Érase una vez;
Una princesa que podía controlar su sueño y lo que soñaba. Podía dormir cuanto quisiera y estar despierta otro tanto aunque luego tuviera que compensarlo.
Esto se debía a que de pequeña había comido la pulpa dorada del albaricoque del árbol del Antiguo Emperador, el cual se hallaba enterrado bajo sus raíces.
Había sido su madrina, una bruja, quien astutamente había conducido a la niña a la sombra del albaricoque antes incluso de su nacimiento. Había secuestrado a su madre, a su propia hermana, y sumergido en agua de lirios azules, camelias y artemisas; había urdido un hechizo sobre ella: De belleza, atracción y magnetismo.
Sabía que no se haría cargo del bebé, porque también agrió su carácter.
Y así la princesa creció con un don. Si hubiera abierto la semilla y se hubiera comido su tierno contenido, hubiera sabido hablar con los pájaros. Si hubiera tostado el hueso, hubiera podido ser uno de ellos.
Pero su madrina le ofreció la pulpa para sus propios propósitos.
Sin embargo, una vez pasó su infancia, dejó de luchar contra las pesadillas con armadura y subida en un dragón. Todo se complicó, las noches en vela no eran solo para ver las luciérnagas.
Una juventud infeliz también entraba en los planes de la madrina.
Le descubrió que no era princesa de ningún sitio. Su padre había sido uno de los guardias Cuervo del árbol del Emperador, su madre era solo reina de los vencejos y del espliego verde. Se enamoraron bajo el albaricoquero y se abandonaron una vez sus ramas echaron flores y, luego, frutos. Simplemente se llamaba Princesa y como odió desde entonces su nombre lo quemó junto a su reino inexistente. El País.
Los años volaron durmiendo. Dejó de inventarse sueños para divertirse, dejó vacío ese espacio en el que se quedaba dormida. Unas figuras negras como cuervos la cantaban al dormir. La enseñaron a dormir sin sueños.
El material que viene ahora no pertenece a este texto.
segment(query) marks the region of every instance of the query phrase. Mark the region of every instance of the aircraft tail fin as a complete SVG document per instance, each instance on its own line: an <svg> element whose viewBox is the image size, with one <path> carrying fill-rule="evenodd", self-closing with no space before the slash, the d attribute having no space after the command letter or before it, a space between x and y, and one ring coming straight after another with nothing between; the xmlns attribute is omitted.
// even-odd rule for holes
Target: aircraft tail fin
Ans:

Y a no despertar jamás.
La madrina la abandonó en medio de un paraje a los diecisiete años, porque no pudo hacer de su sobrina un oráculo atormentado, quien simplemente permanecía muda y respirando.
La Naturaleza, compadecida, tejió un hogar para ella sin advertirlo y sus cuervos crecieron y se marcharon.
Un día, la princesa sin nombre y sin reino despertó en una tumba de flores marchitas. Cuando salió al exterior, vio volar pájaros de metal en el cielo gris.
Un viento rudo la empujó por dentro.
El árbol era carbón, su castillo era piedra y su corazón, dentro, un albaricoquero con raíces de hueso.